PrEP bedeutet „Präexpositionsprophylaxe“. Hierunter versteht man die vorsorgliche Einnahme von Medikamenten, um sich vor einer Ansteckung mit HIV zu schützen. Wer ein erhöhtes Risiko für eine mögliche HIV-Infektion hat, bekommt die PrEP auf Wunsch von Ärzt*innen verschrieben, die ihren Schwerpunkt auf die Behandlung von HIV legen. Eine Liste mit diesen Ärzt*innen gibt es im Internet auf der Website der DAGNÄ (Deutsche Arbeitsgemeinschaft niedergelassener Ärzte in der Versorgung HIV-Infizierter).

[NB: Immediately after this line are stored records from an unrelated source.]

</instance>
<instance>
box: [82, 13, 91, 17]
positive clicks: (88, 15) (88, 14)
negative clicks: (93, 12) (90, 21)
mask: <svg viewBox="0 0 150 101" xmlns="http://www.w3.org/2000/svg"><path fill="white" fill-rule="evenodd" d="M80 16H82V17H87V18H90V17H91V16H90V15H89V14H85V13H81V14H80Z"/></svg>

In vielen Fällen werden die Kosten für diese Medikamente von den gesetzlichen Krankenkassen übernommen, private Krankenkassen haben meist eigene Regelungen. Die Einnahme der PrEP erfolgt meistens täglich. Es gibt aber auch das anlassbezogene Einnahmeschema, bei dem das Medikament in bestimmten zeitlichen Abständen vor und nach dem Sex eingenommen wird. Wichtig: Nur wenn die PrEP auch wie verordnet eingenommen wird, schützt sie vor HIV. Vor anderen sexuell übertragbaren Krankheiten bietet die PrEP jedoch keinen Schutz.

Referenzen:

  1. Eisinger RW et al. HIV Viral Load and Transmissibility of HIV Infection: Undetectable Equals Untransmittable. JAMA 2019 Feb 5; 321(5): 451–452.
  2. Leitlinien der European AIDS Clinical Society (EACS), Version 12.0, Stand Oktober 2023. https://www.eacsociety.org/guidelines/eacs-guidelines/eacs-guidelines.html.
  3. Leitlinien für Diagnostik und Therapie der HIV-Infektion der Deutschen AIDS-Gesellschaft (DAIG). Deutsch-österreichische Leitlinien. Stand September 2020. https://daignet.de/site-content/hiv-leitlinien/hiv-leitlinien
  4. Rodger AJ, Cambiano V, Bruun T et al. Sexual Activity Without Condoms and Risk of HIV Transmission in Serodifferent Couples When the HIV-Positive Partner Is Using Suppressive Antiretroviral Therapy. JAMA 2016, 316(2): 171–181.
  5. Rodger AJ, Cambiano V, Bruun T et al. Risk of HIV transmission through condomless sex in serodifferent gay couples with the HIV-positive partner taking suppressive antiretroviral therapy (PARTNER): final results of a multicentre, pro- spective, observational study. Lancet 2019; 393(10189): 2428–2438.